# Ridge 'board'/'beam' for slope less than 3:12, without PE (California)



## Keith (Jan 19, 2012)

For a small residential addition in which the existing roof slope is 2:12 the ridge span is only 13' and rafter lengths 11'-4".

Since R802.3 2010 CRC states that for slopes less than 3:12, ridges, hips and valleys shall be designed as beams.

If the new roof is california framed on top of the existing roof, do i still have to engineer/provide beams for the valleys?

Can the new rafters be tied to the existing perpendicular rafters?

Regarding the ridge beam, in a previous similar project for a 2:12 slope roof, the plan check engineer allowed me to simply provide a post, cutting the span of the ridge in half (to a 12'-0" span) and let me use a dbl 2x8 for the ridge WITHOUT ANY ENGINEERING.

I felt pretty lucky.

I know this enters dangerous territory where a credentialed engineer may have been denied their compensation for the benefit of the client; as a result of a sympathetic plan check engineer ignoring the liability of the agency they work for.

That issue aside, is there any exception to R802.3 info above based on a limited span of the ridge for a 2:12 slope roof?

Any where I can go to size the ridge and cross my fingers that the design is approved without a stamp?

Thanks.


----------



## Francis Vineyard (Jan 19, 2012)

Just had a contractor come in yesterday with calculations done and shown from posting his question on an engineer forum to span 6x6 24 oc floor joist.  So yes, but will the AHJ accept it?


----------



## steveray (Jan 20, 2012)

would they let you use "eng" LVL type product with no stamp that can be verified through manuf data?


----------



## DRP (Jan 20, 2012)

I had wondered if they called that california framing out there.

Actually you can get a stamped design for the ridge from the LVL supplier, it will only cover the beam.

If the existing rafters have the capacity to take another dead load then the valley wouldn't worry me in your climate, but I'm just a carpenter.

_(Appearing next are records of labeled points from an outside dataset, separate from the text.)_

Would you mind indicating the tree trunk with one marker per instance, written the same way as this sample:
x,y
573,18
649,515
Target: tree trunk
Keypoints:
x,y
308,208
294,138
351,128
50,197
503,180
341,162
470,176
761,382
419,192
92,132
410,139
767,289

awc.org has DA6 Beam Design Formulas in it's free download library, look at case #18.

If the ridge were sized as a "uniformly loaded beam overhanging one support" it would be conservative, the load on the overhanging end towards the valley has a decreasing load to the end.

This is those formulas written into a javascript.

http://www.timbertoolbox.com/Calcs/ohangunild.htm


----------



## jar546 (Jan 21, 2012)

I think we need some California inspectors to jump in here so I am going to edit the name of the thread to help.  I do not have in my possession a CA building code.


----------



## Keith (Feb 3, 2012)

steveray said:
			
		

> would they let you use "eng" LVL type product with no stamp that can be verified through manuf data?


Although some city/government agencies might accept verification through manuf data, I don't expect this one to not only due to liability but also their support for the profession in which a stamp is required.

*Is there a CRC table I can use to do a shed roof?  (regardless of slope).*

Is the floor joist table my best bet or are there any other options?

http://ftp.resource.org/codes.gov/bsc.ca.gov/gov.ca.bsc.2010.02.5.html#p431


----------



## DRP (Feb 5, 2012)

Do you not have the rafter tables in chapter 8?


----------



## Keith (Feb 6, 2012)

DRP said:
			
		

> Do you not have the rafter tables in chapter 8?


Aren't those rafter tables specific to only a ridged roof of 3:12 or more with clg joists attached?


----------



## DRP (Feb 6, 2012)

Not unless you have a cite to make a liar out of me.

The rafter tables are set up with the rafter as a uniformly loaded simple beam. The "rafter" (a beam by any other name) could be dead level and support the given load. The floor joist tables would work but would give a conservative span under most conditions as they do not typically factor in the same duration of load.


----------



## mark handler (Feb 6, 2012)

Even though what is described can be "california framing" the bearing members maybe overstressed and should be looked at by a design professional(architect or engineer).


----------